Uno studio del 2017 suggerisce che, se su uno dei mondi di TRAPPIST-1 fosse nata la vita, questa potrebbe essere facilmente trasportata agli altri, a bordo dei frammenti di roccia che schizzano nello spazio quando un asteroide si schianta sulla superficie. Sulla Terra troviamo rari frammenti di Marte e Luna arrivati in questo modo: i pianeti di TRAPPIST-1 dovrebbero continuamente scambiarsi materiale. Forse attorno a TRAPPIST-1 esiste non un solo pianeta vivo, ma un’unica comunità biologica sparpagliata su pianeti diversi.
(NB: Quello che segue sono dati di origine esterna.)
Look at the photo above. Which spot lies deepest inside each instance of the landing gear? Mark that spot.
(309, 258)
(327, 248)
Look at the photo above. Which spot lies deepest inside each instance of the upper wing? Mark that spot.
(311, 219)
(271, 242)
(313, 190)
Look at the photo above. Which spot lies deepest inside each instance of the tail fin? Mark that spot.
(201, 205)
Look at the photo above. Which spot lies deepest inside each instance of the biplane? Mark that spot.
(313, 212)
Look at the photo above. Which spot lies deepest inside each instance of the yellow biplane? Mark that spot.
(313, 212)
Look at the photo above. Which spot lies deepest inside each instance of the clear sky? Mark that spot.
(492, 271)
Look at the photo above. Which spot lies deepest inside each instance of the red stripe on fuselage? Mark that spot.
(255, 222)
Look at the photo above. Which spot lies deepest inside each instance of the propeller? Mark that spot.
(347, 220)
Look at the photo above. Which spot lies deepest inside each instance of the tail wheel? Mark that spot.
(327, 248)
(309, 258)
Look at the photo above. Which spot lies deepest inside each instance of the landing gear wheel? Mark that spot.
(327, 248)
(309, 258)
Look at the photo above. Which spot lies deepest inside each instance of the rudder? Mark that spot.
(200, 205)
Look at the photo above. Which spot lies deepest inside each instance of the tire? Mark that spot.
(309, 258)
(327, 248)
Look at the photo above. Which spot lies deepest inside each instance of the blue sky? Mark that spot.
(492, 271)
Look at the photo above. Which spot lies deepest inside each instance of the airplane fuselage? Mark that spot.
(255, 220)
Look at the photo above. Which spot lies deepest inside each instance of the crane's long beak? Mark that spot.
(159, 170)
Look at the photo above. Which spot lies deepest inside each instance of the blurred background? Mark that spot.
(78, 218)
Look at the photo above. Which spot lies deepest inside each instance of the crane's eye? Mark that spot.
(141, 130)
A fine giornata Artem Burdanov mi regala l’indirizzo di un negozio in città dove trovare la Westvleteren, la più rara e ricercata delle birre trappiste belghe (è prodotta in quantità limitata, di norma bisogna andare direttamente al monastero, e i monaci ne scoraggiano la rivendita altrove). Prima di tornare in stazione mi fiondo a cercarlo in centro, dove Liegi sembra per un attimo vivibile – una zona abitabile in un ambiente ostile. Nel cuore dell’Europa eppure defilata, Liegi è un luogo improbabile per un gruppo di cacciatori di pianeti. Ma è la natura della storia, per dirla con Stephen Jay Gould, l’intreccio di opportunità e coincidenze irripetibili: la cometa passata sulla testa di Jehin da ragazzino, la fibromialgia che ha costretto il soldato Gillon a riprendere i libri, l’amica d’infanzia di Ducrot. TRAPPIST non ci ha ancora insegnato quante siano le possibilità della vita nell’universo. Ci dice però che altrettanto imprevedibili sono le strade che porteranno qualcuno a scoprirla, un giorno, che il nostro destino non è un chiodo fisso, che basta un’ombra lontana quaranta anni luce a cambiarlo.